Scaling Generalist Data-Analytic Agents¶

Conference: ICLR 2026 arXiv: 2509.25084 Code: GitHub Area: LLM Reasoning Keywords: Data-Analytic Agent, Agent Training, Multi-turn Code Execution, Data Synthesis, SFT+RL

TL;DR¶

This paper proposes DataMind — a complete training framework for data-analytic agents — achieving diverse query synthesis via fine-grained task taxonomy with recursive difficulty composition, ensuring data quality through knowledge-augmented trajectory sampling and self-consistency filtering, employing a dynamic SFT+RL mixed training strategy, and implementing a memory-efficient asynchronous rollout framework. The resulting DataMind-14B achieves a 71.16% average score across multiple benchmarks, establishing a new state of the art and surpassing GPT-5 and DeepSeek-V3.1.

Background & Motivation¶

Background: Data-analytic agents discover actionable insights by generating code to process, model, and compute over data, serving as key catalysts for AI-driven scientific discovery and automated decision support. Existing data-analytic agents (DS-Agent, AutoKaggle, Data Interpreter, etc.) rely almost entirely on closed-source models through prompt engineering and multi-agent scaffolding.

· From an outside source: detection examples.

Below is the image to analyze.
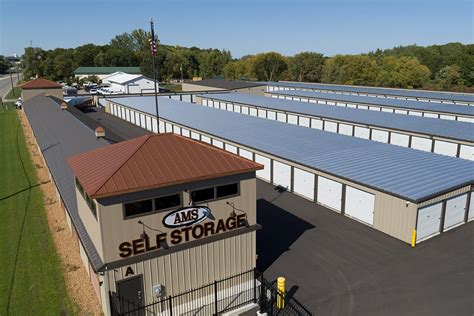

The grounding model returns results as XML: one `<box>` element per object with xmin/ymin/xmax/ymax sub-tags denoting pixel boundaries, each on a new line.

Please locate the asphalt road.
<box><xmin>257</xmin><ymin>180</ymin><xmax>474</xmax><ymax>316</ymax></box>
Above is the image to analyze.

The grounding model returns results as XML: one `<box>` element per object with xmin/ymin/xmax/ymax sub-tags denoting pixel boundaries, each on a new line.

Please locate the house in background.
<box><xmin>20</xmin><ymin>78</ymin><xmax>63</xmax><ymax>102</ymax></box>
<box><xmin>102</xmin><ymin>71</ymin><xmax>159</xmax><ymax>93</ymax></box>
<box><xmin>73</xmin><ymin>67</ymin><xmax>141</xmax><ymax>80</ymax></box>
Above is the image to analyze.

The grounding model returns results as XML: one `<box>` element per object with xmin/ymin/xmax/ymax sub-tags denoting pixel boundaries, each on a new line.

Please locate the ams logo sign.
<box><xmin>163</xmin><ymin>206</ymin><xmax>214</xmax><ymax>228</ymax></box>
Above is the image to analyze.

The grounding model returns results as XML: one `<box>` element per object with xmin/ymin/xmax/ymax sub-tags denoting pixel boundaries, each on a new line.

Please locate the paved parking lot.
<box><xmin>257</xmin><ymin>180</ymin><xmax>474</xmax><ymax>316</ymax></box>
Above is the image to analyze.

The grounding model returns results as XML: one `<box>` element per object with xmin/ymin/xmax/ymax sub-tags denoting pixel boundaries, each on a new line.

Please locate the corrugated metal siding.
<box><xmin>106</xmin><ymin>232</ymin><xmax>256</xmax><ymax>304</ymax></box>
<box><xmin>262</xmin><ymin>82</ymin><xmax>474</xmax><ymax>102</ymax></box>
<box><xmin>269</xmin><ymin>90</ymin><xmax>474</xmax><ymax>117</ymax></box>
<box><xmin>199</xmin><ymin>93</ymin><xmax>474</xmax><ymax>142</ymax></box>
<box><xmin>107</xmin><ymin>97</ymin><xmax>474</xmax><ymax>201</ymax></box>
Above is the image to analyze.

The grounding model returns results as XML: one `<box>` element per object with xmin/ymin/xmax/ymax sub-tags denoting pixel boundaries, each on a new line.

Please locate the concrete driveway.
<box><xmin>257</xmin><ymin>180</ymin><xmax>474</xmax><ymax>316</ymax></box>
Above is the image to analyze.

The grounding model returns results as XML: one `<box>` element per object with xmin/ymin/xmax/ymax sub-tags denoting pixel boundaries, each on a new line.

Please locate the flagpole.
<box><xmin>150</xmin><ymin>18</ymin><xmax>160</xmax><ymax>134</ymax></box>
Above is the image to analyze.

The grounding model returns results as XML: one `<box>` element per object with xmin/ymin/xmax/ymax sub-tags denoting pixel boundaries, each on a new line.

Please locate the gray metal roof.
<box><xmin>201</xmin><ymin>93</ymin><xmax>474</xmax><ymax>142</ymax></box>
<box><xmin>261</xmin><ymin>82</ymin><xmax>474</xmax><ymax>103</ymax></box>
<box><xmin>269</xmin><ymin>90</ymin><xmax>474</xmax><ymax>117</ymax></box>
<box><xmin>111</xmin><ymin>97</ymin><xmax>474</xmax><ymax>202</ymax></box>
<box><xmin>23</xmin><ymin>95</ymin><xmax>108</xmax><ymax>271</ymax></box>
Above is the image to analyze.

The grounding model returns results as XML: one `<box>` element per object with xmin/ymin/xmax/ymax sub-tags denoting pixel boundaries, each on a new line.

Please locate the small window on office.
<box><xmin>155</xmin><ymin>194</ymin><xmax>181</xmax><ymax>211</ymax></box>
<box><xmin>124</xmin><ymin>200</ymin><xmax>153</xmax><ymax>217</ymax></box>
<box><xmin>216</xmin><ymin>183</ymin><xmax>239</xmax><ymax>198</ymax></box>
<box><xmin>191</xmin><ymin>188</ymin><xmax>214</xmax><ymax>203</ymax></box>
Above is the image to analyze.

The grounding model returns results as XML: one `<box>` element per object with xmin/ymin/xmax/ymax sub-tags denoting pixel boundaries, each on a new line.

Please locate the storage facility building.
<box><xmin>196</xmin><ymin>93</ymin><xmax>474</xmax><ymax>160</ymax></box>
<box><xmin>106</xmin><ymin>97</ymin><xmax>474</xmax><ymax>243</ymax></box>
<box><xmin>265</xmin><ymin>81</ymin><xmax>474</xmax><ymax>105</ymax></box>
<box><xmin>182</xmin><ymin>79</ymin><xmax>266</xmax><ymax>95</ymax></box>
<box><xmin>265</xmin><ymin>90</ymin><xmax>474</xmax><ymax>123</ymax></box>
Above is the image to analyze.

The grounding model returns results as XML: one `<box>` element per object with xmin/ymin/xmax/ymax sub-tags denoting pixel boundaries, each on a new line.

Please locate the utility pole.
<box><xmin>10</xmin><ymin>68</ymin><xmax>16</xmax><ymax>97</ymax></box>
<box><xmin>150</xmin><ymin>18</ymin><xmax>160</xmax><ymax>134</ymax></box>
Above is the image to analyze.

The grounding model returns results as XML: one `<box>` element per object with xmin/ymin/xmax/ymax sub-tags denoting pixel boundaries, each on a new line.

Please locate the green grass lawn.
<box><xmin>0</xmin><ymin>104</ymin><xmax>73</xmax><ymax>315</ymax></box>
<box><xmin>5</xmin><ymin>87</ymin><xmax>21</xmax><ymax>100</ymax></box>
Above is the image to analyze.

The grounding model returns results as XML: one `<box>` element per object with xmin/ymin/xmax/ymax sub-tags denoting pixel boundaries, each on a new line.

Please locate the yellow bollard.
<box><xmin>411</xmin><ymin>229</ymin><xmax>416</xmax><ymax>248</ymax></box>
<box><xmin>277</xmin><ymin>277</ymin><xmax>285</xmax><ymax>309</ymax></box>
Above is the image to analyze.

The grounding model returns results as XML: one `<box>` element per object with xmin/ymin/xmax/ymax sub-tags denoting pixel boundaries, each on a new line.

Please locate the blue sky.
<box><xmin>0</xmin><ymin>0</ymin><xmax>474</xmax><ymax>57</ymax></box>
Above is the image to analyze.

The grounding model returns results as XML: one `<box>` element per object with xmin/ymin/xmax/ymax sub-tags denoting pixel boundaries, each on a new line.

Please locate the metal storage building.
<box><xmin>265</xmin><ymin>81</ymin><xmax>474</xmax><ymax>105</ymax></box>
<box><xmin>266</xmin><ymin>90</ymin><xmax>474</xmax><ymax>123</ymax></box>
<box><xmin>106</xmin><ymin>97</ymin><xmax>474</xmax><ymax>243</ymax></box>
<box><xmin>196</xmin><ymin>93</ymin><xmax>474</xmax><ymax>160</ymax></box>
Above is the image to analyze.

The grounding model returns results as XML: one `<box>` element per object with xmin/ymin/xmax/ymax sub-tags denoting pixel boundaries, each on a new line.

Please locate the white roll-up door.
<box><xmin>372</xmin><ymin>128</ymin><xmax>388</xmax><ymax>143</ymax></box>
<box><xmin>239</xmin><ymin>148</ymin><xmax>253</xmax><ymax>161</ymax></box>
<box><xmin>390</xmin><ymin>132</ymin><xmax>410</xmax><ymax>147</ymax></box>
<box><xmin>339</xmin><ymin>123</ymin><xmax>354</xmax><ymax>136</ymax></box>
<box><xmin>416</xmin><ymin>203</ymin><xmax>443</xmax><ymax>241</ymax></box>
<box><xmin>191</xmin><ymin>132</ymin><xmax>199</xmax><ymax>140</ymax></box>
<box><xmin>423</xmin><ymin>112</ymin><xmax>438</xmax><ymax>118</ymax></box>
<box><xmin>434</xmin><ymin>140</ymin><xmax>458</xmax><ymax>157</ymax></box>
<box><xmin>293</xmin><ymin>168</ymin><xmax>315</xmax><ymax>201</ymax></box>
<box><xmin>411</xmin><ymin>136</ymin><xmax>432</xmax><ymax>151</ymax></box>
<box><xmin>324</xmin><ymin>121</ymin><xmax>337</xmax><ymax>133</ymax></box>
<box><xmin>212</xmin><ymin>138</ymin><xmax>224</xmax><ymax>148</ymax></box>
<box><xmin>311</xmin><ymin>119</ymin><xmax>323</xmax><ymax>130</ymax></box>
<box><xmin>444</xmin><ymin>193</ymin><xmax>467</xmax><ymax>231</ymax></box>
<box><xmin>317</xmin><ymin>176</ymin><xmax>342</xmax><ymax>212</ymax></box>
<box><xmin>255</xmin><ymin>154</ymin><xmax>271</xmax><ymax>182</ymax></box>
<box><xmin>224</xmin><ymin>144</ymin><xmax>237</xmax><ymax>154</ymax></box>
<box><xmin>273</xmin><ymin>160</ymin><xmax>291</xmax><ymax>189</ymax></box>
<box><xmin>298</xmin><ymin>116</ymin><xmax>310</xmax><ymax>127</ymax></box>
<box><xmin>344</xmin><ymin>186</ymin><xmax>375</xmax><ymax>225</ymax></box>
<box><xmin>277</xmin><ymin>112</ymin><xmax>286</xmax><ymax>122</ymax></box>
<box><xmin>459</xmin><ymin>145</ymin><xmax>474</xmax><ymax>160</ymax></box>
<box><xmin>354</xmin><ymin>126</ymin><xmax>370</xmax><ymax>139</ymax></box>
<box><xmin>288</xmin><ymin>114</ymin><xmax>298</xmax><ymax>125</ymax></box>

Limitations of Prior Work: - Insufficient training data: Publicly available data analysis benchmarks provide only limited test sets without step-by-step trajectory annotations, making them unsuitable for direct training use. - Unclear training strategy: How to allocate steps and maintain stability under the conventional SFT-then-RL paradigm for long-horizon agent training remains an open question. - Unstable multi-turn code execution: Data files and code interpreters involve complex memory management; parallel agent rollout combined with multi-turn code generation frequently crashes under limited memory resources. - Capability gap in open-source models: The few existing open-source trained models (TableLLM, Table-R1) handle only simple table understanding tasks and fail when faced with large-scale data files in diverse formats and long-horizon multi-step reasoning.

Key Challenge: High-quality training demands large-scale diverse trajectory data, a stable training strategy, and reliable environment interaction — yet all three present unique challenges in data analysis settings, where task formats are heterogeneous (csv/xlsx/sqlite), reasoning chains are long, and code execution carries side effects.

Goal: The paper proposes DataMind, an end-to-end scalable data synthesis and agent training framework that systematically addresses the three challenges above.

Method¶

Overall Architecture¶

The DataMind pipeline consists of four key modules: 1. Data Synthesis: File collection → task taxonomy → query synthesis → trajectory sampling & filtering → DataMind-12K 2. Training Strategy: Dynamically weighted joint optimization of SFT loss and DAPO (RL) loss 3. Rollout Engineering: Asynchronous interaction + chunked code maintenance + secure sandbox 4. Reward Design: Format reward + answer reward (model-as-judge) + length penalty

Agents follow the ReAct paradigm: Thought → Action (Python/SQL code) → Observation (execution feedback), with a maximum of \(\mathcal{T}=10\) turns.

Key Design 1: Fine-Grained Task Taxonomy and Recursive Difficulty Composition¶

Data analysis tasks are categorized into 18 fine-grained classes (data cleaning, descriptive statistics, correlation analysis, time-series analysis, anomaly detection, etc.), each accompanied by 4–6 exemplar queries as few-shot demonstrations.
Recursive easy-to-hard composition: The output of one task type is used as input to the next, iterated 2–5 times to progressively escalate difficulty and create multi-hop analytical challenges that far exceed the demands of any single task type.
Data files are sourced from Kaggle (3,400 csv + 560 xlsx) and BIRD/OmniSQL (1,954 sqlite).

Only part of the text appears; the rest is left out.